The second article I wrote on a library related topic was published in 1990. I was in my first full-time professional job, at a community college, and researched library services to transfer students. There really wasn’t anything specifically on libraries or librarians and transfer students, so I expanded the research to what factors contributed to transfer student success and how they might relate to the library. It was, more or less, a literature review with a particular focus and interpretation.
The article got a little attention and I was thrilled to see my name in print. Then the moment passed. I moved on to another job and to other research interests. Once I set up a Google Scholar profile I would watch to see what got cited. There are reasons why monitoring citations can be productive. In this case, I noticed that in the mid-2010’s the article became more popular, over a quarter of a century after it was originally published. What was happening?

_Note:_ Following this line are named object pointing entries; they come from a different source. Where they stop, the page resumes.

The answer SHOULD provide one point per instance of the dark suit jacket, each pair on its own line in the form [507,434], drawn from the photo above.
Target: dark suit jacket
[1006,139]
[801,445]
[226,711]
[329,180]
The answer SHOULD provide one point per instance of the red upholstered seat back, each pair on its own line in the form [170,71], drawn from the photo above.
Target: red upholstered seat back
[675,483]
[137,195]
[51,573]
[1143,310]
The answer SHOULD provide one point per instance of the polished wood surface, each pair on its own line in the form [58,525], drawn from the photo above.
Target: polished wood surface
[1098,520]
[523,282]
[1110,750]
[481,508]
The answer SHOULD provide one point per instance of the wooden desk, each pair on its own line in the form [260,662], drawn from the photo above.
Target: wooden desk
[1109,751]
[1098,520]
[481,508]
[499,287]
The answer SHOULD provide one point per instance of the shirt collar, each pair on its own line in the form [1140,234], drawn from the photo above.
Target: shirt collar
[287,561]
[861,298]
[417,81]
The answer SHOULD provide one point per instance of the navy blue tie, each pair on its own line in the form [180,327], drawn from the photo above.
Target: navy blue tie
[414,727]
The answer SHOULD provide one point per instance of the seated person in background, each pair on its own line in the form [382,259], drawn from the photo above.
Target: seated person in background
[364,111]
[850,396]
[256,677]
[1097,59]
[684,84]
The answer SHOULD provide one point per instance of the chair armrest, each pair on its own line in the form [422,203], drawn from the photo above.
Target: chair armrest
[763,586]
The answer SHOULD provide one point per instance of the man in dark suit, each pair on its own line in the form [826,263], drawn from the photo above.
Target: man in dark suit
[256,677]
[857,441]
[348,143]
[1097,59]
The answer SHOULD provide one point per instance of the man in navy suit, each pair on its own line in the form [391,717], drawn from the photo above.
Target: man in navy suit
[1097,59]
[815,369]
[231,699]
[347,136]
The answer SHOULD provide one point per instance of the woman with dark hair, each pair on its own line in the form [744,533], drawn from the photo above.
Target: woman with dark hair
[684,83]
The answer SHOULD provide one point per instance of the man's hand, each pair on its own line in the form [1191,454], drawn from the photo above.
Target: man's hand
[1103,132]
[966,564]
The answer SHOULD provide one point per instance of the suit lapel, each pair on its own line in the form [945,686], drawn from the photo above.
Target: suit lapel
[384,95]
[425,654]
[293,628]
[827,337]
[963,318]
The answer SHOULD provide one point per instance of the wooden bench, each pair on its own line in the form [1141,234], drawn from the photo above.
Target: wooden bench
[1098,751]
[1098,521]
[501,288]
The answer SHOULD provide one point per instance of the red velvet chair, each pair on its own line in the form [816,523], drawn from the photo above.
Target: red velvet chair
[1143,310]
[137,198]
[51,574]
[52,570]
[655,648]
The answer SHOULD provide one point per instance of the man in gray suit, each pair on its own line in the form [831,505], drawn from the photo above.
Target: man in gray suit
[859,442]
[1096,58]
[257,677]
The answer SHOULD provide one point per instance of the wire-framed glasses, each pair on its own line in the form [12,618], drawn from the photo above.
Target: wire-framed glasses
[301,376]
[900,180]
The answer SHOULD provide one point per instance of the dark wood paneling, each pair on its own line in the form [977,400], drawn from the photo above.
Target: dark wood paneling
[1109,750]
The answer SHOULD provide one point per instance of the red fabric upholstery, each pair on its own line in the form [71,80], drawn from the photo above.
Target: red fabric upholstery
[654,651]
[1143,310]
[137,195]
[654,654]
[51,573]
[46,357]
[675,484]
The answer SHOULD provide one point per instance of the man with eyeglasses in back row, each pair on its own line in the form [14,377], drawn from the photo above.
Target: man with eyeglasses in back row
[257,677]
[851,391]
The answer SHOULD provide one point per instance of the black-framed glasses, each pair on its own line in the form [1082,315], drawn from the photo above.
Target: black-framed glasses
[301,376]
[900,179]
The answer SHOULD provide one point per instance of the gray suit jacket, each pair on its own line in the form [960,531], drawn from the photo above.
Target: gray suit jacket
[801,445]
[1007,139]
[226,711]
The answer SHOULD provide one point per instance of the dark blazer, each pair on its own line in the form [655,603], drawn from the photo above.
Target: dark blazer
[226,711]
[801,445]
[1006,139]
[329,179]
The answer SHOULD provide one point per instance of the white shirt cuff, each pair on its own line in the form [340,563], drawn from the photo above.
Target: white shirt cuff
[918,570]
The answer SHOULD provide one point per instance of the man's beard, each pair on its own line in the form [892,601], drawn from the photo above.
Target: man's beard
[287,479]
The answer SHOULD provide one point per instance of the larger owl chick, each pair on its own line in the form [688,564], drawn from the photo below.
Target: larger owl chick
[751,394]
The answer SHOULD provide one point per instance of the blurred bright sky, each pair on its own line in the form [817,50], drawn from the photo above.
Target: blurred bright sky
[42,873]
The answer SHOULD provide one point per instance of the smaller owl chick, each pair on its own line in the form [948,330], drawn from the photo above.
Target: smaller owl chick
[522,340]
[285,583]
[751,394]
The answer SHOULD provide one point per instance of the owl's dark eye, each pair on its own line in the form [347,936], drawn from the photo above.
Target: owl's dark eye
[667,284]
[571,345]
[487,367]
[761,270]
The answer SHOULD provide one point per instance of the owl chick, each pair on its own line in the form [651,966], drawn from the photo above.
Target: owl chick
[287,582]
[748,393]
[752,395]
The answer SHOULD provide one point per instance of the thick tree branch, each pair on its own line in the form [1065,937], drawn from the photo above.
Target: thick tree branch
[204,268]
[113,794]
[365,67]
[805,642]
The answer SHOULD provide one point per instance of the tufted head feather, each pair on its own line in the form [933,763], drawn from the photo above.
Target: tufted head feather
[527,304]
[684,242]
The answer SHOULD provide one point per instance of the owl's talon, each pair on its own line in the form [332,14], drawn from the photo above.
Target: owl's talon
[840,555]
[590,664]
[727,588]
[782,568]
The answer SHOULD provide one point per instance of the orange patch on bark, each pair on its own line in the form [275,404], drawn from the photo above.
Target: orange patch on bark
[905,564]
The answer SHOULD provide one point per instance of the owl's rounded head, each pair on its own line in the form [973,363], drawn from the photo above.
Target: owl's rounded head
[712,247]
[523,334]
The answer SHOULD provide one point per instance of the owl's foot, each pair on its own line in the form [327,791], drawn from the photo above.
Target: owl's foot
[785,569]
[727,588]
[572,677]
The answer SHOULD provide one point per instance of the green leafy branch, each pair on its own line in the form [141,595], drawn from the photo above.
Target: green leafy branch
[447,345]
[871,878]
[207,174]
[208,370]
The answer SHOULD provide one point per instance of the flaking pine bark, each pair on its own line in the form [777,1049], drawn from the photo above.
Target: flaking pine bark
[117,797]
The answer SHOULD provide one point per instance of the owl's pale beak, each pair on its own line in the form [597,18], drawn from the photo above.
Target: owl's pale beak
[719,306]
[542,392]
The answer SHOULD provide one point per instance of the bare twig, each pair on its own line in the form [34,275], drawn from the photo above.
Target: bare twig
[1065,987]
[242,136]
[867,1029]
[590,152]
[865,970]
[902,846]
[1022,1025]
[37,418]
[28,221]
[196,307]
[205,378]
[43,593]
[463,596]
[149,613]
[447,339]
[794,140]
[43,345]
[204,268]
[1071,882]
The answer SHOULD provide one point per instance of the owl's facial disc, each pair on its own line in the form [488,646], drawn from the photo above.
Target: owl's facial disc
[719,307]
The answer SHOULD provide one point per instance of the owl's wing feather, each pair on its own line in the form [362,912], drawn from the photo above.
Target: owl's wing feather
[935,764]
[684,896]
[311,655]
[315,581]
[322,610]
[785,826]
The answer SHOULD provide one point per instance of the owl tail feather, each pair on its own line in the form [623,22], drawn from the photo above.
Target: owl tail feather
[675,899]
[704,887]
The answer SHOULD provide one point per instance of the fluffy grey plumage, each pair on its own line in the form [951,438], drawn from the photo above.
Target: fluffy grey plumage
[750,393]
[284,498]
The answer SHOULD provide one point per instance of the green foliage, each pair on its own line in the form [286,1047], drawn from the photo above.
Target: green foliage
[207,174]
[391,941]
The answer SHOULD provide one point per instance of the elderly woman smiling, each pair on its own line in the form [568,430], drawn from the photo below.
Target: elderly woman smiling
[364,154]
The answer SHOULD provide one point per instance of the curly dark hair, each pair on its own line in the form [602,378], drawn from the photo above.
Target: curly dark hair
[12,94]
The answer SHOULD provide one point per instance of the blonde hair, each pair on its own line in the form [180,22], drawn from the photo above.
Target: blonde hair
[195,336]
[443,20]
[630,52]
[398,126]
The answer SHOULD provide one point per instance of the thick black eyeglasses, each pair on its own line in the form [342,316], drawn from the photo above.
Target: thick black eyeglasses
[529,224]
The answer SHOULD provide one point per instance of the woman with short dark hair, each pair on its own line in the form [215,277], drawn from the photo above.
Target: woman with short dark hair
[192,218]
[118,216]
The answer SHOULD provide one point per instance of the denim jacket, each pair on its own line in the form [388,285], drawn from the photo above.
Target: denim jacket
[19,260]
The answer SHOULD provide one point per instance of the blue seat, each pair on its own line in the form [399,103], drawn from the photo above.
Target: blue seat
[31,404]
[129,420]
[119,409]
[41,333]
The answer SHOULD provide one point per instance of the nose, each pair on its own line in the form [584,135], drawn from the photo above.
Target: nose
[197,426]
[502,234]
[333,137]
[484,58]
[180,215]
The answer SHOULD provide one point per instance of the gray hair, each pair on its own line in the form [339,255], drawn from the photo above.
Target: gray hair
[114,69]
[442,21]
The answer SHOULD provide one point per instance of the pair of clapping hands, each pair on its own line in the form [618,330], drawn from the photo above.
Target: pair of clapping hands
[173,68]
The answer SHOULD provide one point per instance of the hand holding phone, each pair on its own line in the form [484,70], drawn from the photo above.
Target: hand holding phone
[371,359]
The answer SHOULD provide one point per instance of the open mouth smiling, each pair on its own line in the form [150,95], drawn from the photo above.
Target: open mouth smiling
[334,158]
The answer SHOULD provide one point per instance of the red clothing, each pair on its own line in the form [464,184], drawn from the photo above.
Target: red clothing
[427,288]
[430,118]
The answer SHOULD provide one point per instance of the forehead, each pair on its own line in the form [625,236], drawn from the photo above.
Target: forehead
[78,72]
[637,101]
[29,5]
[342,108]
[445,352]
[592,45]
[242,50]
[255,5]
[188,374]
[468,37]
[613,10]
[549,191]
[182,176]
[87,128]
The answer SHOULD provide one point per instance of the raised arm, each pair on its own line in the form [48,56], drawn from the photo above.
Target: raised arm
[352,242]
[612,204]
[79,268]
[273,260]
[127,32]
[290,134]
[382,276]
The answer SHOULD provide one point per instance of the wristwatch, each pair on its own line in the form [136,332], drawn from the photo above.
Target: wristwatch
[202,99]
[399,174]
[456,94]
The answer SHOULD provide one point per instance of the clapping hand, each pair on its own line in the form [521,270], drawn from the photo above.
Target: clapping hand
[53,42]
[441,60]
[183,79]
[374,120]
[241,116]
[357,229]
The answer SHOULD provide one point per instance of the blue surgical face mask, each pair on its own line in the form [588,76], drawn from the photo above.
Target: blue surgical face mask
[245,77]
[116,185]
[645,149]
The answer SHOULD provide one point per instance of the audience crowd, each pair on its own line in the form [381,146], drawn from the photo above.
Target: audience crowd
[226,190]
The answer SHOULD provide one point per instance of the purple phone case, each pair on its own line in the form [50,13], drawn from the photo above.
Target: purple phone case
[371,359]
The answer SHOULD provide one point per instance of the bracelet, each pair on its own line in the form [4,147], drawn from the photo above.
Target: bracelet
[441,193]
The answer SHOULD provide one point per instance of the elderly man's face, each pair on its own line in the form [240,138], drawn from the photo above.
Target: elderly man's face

Libraries and librarians were studying transfer students more frequently and intensively. Since there weren’t a lot of articles out there mine was finding its way into other people’s literature reviews. So, when I saw a call for chapters on transfer student success I thought it might be a good way to close the circle. A younger colleague, Samantha Kannegiser, and I reviewed the current scholarship on libraries and transfer students. There is quite a bit out there now.
The chapter, actually more of a bibliographic essay, was included in the newly published Transfer Student Success: Academic Library Outreach and Engagement, edited by Nancy Fawley, Ann Marshall, and Mark Robison (American Library Association, 2021). If you will pardon the blatant ego involved, I was especially pleased to note this in the introduction:
We were thrilled when Julie Still, who wrote one of the earliest articles about the library’s role in advancing transfer student success (“Library Services for Transfer Students,” Still 1990) submitted a proposal to write an updated overview of the literature with her colleague Samantha Kannegiser. Their literature review launches the book and provides a foundation of current scholarship on the topic. Readers who are new to this conversation will find their review a useful entry point. (p. xiii).
The editors are exceptionally kind in their description. The chapters in the book are all well-written and present useful research and program overviews. I see a lot of familiar names there, and some new names, like Samantha’s, that we will all surely be seeing a lot more of.
I don’t imagine I will write on this topic again. It is an important one, but my time with it has likely passed now. A number of newer librarians are doing good research in the area. It was just very exciting to see that something I wrote thirty years ago was still remembered.